Les démocrates prônent une alliance « étroite » mais sur « un pied d’égalité » avec les Etats-Unis - permettant au Japon de se départir d’une attitude purement suiviste dont il a longtemps pensé qu’elle était la garantie de la bienveillance de Washington pour assurer sa sécurité. Ils inscrivent ce partenariat dans une vision plus large, en cherchant à affirmer une position propre à l’archipel dans la mondialisation.
Dans le New York Times, Yukio Hatoyama, président du PDJ, accuse la mondialisation d’« avoir endommagé les activités économiques traditionnelles et détruit les communautés locales ». « La récente crise économique, poursuit-il, est la conséquence de l’idée selon laquelle la conception américaine de l’économie de marché représente un ordre économique universel et idéal. En raison de la faillite de la guerre en Irak et de la crise financière, la mondialisation sous l’égide américaine touche à sa fin, et nous entrons dans une ère multipolaire. »

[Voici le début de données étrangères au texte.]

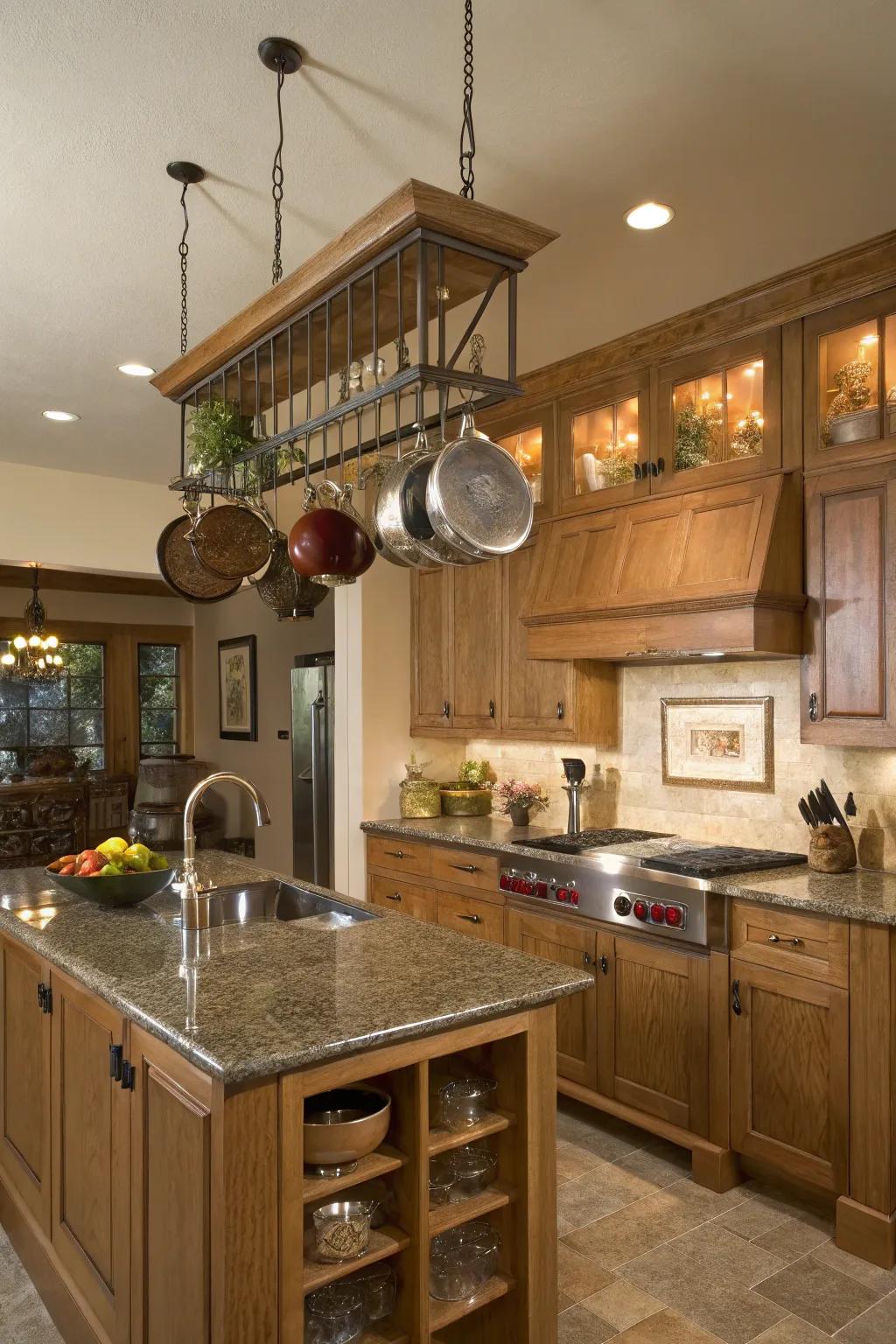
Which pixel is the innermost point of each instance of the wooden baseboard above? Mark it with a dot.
(39, 1265)
(865, 1233)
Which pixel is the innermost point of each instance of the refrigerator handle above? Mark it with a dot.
(320, 794)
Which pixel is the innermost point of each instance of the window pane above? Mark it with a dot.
(49, 727)
(12, 727)
(87, 727)
(158, 659)
(156, 726)
(87, 692)
(158, 692)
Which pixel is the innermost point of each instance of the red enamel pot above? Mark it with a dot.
(329, 547)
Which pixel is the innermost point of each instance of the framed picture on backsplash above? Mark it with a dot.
(236, 691)
(719, 744)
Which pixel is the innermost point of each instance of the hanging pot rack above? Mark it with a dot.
(393, 275)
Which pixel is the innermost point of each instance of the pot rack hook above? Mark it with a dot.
(186, 173)
(284, 57)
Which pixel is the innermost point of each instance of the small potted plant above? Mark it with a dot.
(516, 800)
(471, 794)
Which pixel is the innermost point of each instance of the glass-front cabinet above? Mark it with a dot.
(850, 381)
(604, 438)
(719, 414)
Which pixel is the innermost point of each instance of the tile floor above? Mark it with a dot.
(647, 1256)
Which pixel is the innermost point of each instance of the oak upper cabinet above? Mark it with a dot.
(536, 694)
(653, 1030)
(790, 1073)
(719, 416)
(528, 433)
(850, 388)
(570, 945)
(24, 1078)
(604, 437)
(90, 1117)
(431, 686)
(850, 669)
(476, 646)
(172, 1190)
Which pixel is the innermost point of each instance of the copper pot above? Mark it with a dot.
(331, 546)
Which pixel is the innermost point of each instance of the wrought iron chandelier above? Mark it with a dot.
(34, 656)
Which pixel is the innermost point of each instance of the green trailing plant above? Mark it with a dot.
(220, 433)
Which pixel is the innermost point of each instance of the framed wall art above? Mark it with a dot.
(236, 690)
(719, 744)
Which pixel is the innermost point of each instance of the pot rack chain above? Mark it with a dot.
(468, 135)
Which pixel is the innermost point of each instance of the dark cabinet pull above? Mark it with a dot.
(116, 1060)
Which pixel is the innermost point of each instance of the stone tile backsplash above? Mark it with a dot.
(626, 785)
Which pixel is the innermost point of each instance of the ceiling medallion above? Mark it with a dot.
(34, 656)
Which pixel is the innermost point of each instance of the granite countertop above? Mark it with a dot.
(274, 996)
(861, 894)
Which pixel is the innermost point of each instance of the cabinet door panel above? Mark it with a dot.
(476, 637)
(92, 1152)
(790, 1074)
(537, 694)
(24, 1080)
(430, 649)
(569, 945)
(653, 1030)
(850, 570)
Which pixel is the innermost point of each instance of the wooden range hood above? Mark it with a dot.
(713, 570)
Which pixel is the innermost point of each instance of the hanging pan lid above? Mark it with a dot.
(479, 496)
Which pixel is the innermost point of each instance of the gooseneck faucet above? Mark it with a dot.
(193, 902)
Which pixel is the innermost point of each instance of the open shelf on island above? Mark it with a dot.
(442, 1140)
(386, 1158)
(444, 1313)
(384, 1241)
(452, 1215)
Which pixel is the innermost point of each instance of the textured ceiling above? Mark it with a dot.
(766, 124)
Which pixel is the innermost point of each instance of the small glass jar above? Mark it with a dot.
(466, 1102)
(335, 1314)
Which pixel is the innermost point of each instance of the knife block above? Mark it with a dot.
(832, 850)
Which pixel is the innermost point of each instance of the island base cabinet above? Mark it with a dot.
(24, 1080)
(90, 1118)
(790, 1074)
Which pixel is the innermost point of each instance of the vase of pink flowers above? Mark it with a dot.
(516, 800)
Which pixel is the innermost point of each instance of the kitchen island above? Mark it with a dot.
(152, 1093)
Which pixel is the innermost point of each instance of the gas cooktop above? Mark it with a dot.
(718, 860)
(586, 840)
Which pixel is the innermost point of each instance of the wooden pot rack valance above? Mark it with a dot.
(403, 266)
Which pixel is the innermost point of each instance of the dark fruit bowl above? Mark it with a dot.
(127, 890)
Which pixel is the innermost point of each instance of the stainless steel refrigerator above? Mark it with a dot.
(313, 767)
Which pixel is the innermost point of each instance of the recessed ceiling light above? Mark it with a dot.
(136, 370)
(649, 215)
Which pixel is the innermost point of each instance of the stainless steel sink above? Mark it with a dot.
(251, 900)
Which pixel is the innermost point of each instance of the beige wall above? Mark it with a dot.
(266, 762)
(627, 784)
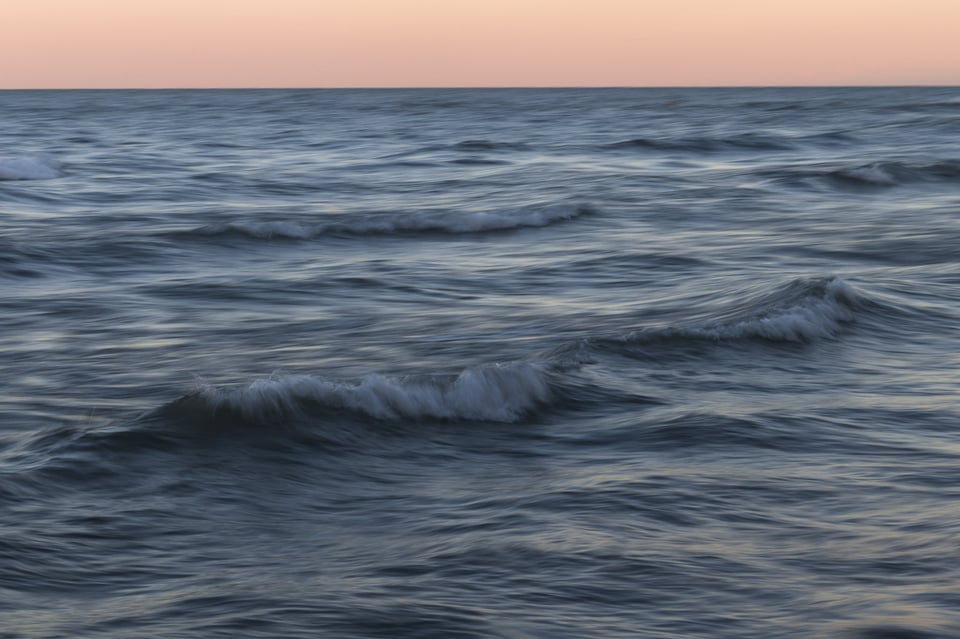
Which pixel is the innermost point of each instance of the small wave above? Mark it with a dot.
(397, 223)
(489, 145)
(886, 174)
(495, 393)
(802, 311)
(752, 142)
(29, 167)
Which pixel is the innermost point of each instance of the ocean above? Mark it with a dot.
(470, 364)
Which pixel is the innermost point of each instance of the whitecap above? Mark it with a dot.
(495, 393)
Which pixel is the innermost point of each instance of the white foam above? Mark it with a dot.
(29, 167)
(500, 393)
(872, 174)
(467, 222)
(813, 316)
(804, 311)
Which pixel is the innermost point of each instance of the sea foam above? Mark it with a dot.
(388, 224)
(496, 393)
(802, 311)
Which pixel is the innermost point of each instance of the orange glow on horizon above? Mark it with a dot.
(384, 43)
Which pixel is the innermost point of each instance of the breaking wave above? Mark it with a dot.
(700, 144)
(802, 311)
(397, 223)
(885, 174)
(494, 393)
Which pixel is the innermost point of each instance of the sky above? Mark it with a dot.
(467, 43)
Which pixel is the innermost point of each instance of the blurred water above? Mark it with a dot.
(480, 363)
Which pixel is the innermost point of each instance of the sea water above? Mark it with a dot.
(451, 364)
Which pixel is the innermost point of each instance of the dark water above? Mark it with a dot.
(455, 364)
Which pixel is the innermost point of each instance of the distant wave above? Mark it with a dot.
(701, 144)
(29, 167)
(895, 173)
(495, 393)
(802, 311)
(396, 223)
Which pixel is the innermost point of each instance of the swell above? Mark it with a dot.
(29, 167)
(705, 144)
(894, 173)
(327, 412)
(803, 310)
(393, 224)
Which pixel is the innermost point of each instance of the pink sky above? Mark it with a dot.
(405, 43)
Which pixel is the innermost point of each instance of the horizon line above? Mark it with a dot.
(489, 87)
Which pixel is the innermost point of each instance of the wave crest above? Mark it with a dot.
(496, 393)
(886, 174)
(398, 223)
(802, 311)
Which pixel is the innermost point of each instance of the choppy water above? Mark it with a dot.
(518, 364)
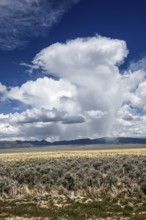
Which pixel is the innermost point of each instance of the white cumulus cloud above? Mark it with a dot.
(87, 95)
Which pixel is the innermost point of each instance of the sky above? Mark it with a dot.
(72, 69)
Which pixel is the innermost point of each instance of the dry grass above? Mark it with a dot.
(73, 183)
(69, 152)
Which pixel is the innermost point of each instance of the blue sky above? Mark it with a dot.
(72, 69)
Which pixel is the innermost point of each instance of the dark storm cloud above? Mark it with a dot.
(22, 20)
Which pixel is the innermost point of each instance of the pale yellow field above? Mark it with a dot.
(23, 155)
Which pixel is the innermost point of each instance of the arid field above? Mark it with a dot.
(80, 183)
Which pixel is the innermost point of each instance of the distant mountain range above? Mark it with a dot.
(98, 141)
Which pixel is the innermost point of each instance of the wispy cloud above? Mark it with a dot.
(20, 21)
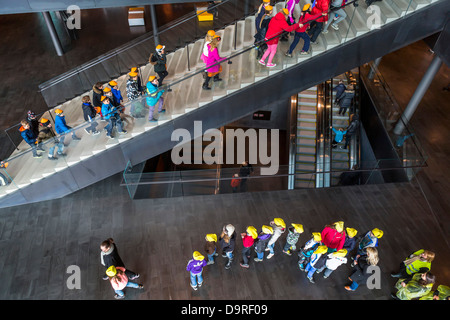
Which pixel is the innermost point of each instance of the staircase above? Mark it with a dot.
(306, 138)
(245, 85)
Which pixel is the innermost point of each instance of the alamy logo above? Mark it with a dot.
(212, 153)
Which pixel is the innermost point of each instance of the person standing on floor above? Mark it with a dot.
(119, 281)
(195, 268)
(212, 62)
(321, 7)
(361, 269)
(351, 129)
(97, 93)
(210, 247)
(300, 32)
(294, 232)
(61, 126)
(154, 97)
(277, 26)
(416, 287)
(350, 240)
(30, 138)
(261, 30)
(345, 100)
(338, 14)
(317, 261)
(333, 236)
(89, 114)
(307, 250)
(159, 62)
(205, 52)
(46, 132)
(261, 242)
(248, 239)
(227, 242)
(334, 260)
(339, 136)
(370, 239)
(417, 262)
(137, 108)
(109, 256)
(279, 227)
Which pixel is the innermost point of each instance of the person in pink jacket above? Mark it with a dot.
(119, 281)
(333, 236)
(277, 26)
(212, 58)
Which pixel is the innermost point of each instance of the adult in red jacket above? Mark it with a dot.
(277, 26)
(316, 26)
(333, 236)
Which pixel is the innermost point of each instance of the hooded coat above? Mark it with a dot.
(277, 25)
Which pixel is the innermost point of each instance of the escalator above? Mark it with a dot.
(246, 87)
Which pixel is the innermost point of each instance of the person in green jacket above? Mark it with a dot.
(417, 287)
(417, 262)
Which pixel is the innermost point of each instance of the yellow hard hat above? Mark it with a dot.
(267, 229)
(298, 227)
(351, 232)
(321, 249)
(377, 233)
(340, 253)
(111, 271)
(198, 256)
(339, 226)
(317, 236)
(211, 237)
(279, 222)
(252, 231)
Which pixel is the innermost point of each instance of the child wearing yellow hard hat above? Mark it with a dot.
(307, 250)
(294, 232)
(317, 261)
(211, 247)
(195, 268)
(119, 281)
(279, 227)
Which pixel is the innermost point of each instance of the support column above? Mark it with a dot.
(154, 24)
(422, 88)
(53, 34)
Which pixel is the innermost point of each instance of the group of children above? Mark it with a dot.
(324, 252)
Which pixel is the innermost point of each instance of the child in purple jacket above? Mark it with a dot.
(195, 268)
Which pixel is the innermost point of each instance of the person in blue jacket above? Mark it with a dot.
(111, 114)
(339, 136)
(154, 97)
(30, 138)
(61, 126)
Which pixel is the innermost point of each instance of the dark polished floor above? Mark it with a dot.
(157, 237)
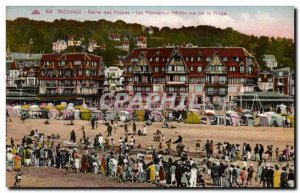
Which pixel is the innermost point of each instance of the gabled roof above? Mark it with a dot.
(50, 57)
(13, 66)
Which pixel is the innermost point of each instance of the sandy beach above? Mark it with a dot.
(35, 177)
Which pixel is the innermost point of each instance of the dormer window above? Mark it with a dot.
(250, 70)
(77, 62)
(242, 69)
(232, 68)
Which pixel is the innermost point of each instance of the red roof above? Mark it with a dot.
(13, 66)
(165, 53)
(50, 57)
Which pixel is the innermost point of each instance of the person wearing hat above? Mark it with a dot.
(270, 176)
(17, 162)
(291, 178)
(162, 174)
(227, 178)
(243, 175)
(151, 169)
(250, 175)
(193, 176)
(263, 177)
(258, 171)
(276, 177)
(284, 178)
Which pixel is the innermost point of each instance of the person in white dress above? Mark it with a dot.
(193, 176)
(145, 130)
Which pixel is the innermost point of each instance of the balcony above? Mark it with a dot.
(176, 82)
(280, 84)
(216, 93)
(217, 82)
(70, 85)
(51, 85)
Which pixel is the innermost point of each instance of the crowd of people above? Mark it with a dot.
(224, 165)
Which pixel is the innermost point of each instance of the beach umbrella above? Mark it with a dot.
(285, 114)
(210, 112)
(70, 108)
(282, 106)
(230, 112)
(17, 107)
(234, 115)
(269, 113)
(34, 107)
(194, 110)
(262, 115)
(42, 105)
(71, 105)
(248, 116)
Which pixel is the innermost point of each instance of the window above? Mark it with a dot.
(250, 69)
(182, 78)
(77, 62)
(242, 69)
(199, 69)
(180, 68)
(222, 79)
(88, 72)
(198, 88)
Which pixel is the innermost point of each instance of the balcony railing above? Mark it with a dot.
(51, 85)
(142, 82)
(216, 82)
(216, 93)
(280, 84)
(177, 82)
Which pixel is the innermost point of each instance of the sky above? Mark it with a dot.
(277, 21)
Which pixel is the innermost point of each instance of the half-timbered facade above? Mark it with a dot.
(214, 74)
(76, 76)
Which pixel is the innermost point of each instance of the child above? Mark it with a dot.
(18, 178)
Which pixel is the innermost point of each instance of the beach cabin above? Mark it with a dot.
(124, 116)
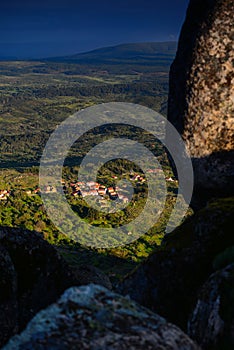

Une tentative de se démarquer d’une vision américaine du monde, peu mise en avant par des hommes politiques japonais de la mouvance libérale, mais assez largement partagée dans l’opinion.
Le PDJ n’a pas inclus dans son programme la révision constitutionnelle - axée par le PLD sur un assouplissement des contraintes pacifistes. Il reste assez vague sur la question de l’intégration régionale, contrepoids nécessaire à un rééquilibrage de l’alliance américaine. « A force de s’aligner sur Washington, Tokyo a fini par se couper du reste du monde », écrit le quotidien Mainichi (centriste).
Pour aller au-delà des déclarations d’intention, le Parti démocrate (PDJ) devra surmonter les divergences entre son aile droite, favorable à l’exercice du droit de défense collective, et son aile gauche, opposée au déploiement des forces japonaises à l’étranger. Un cas de figure non sans analogie avec la situation au sein du Parti libéral démocrate (PLD).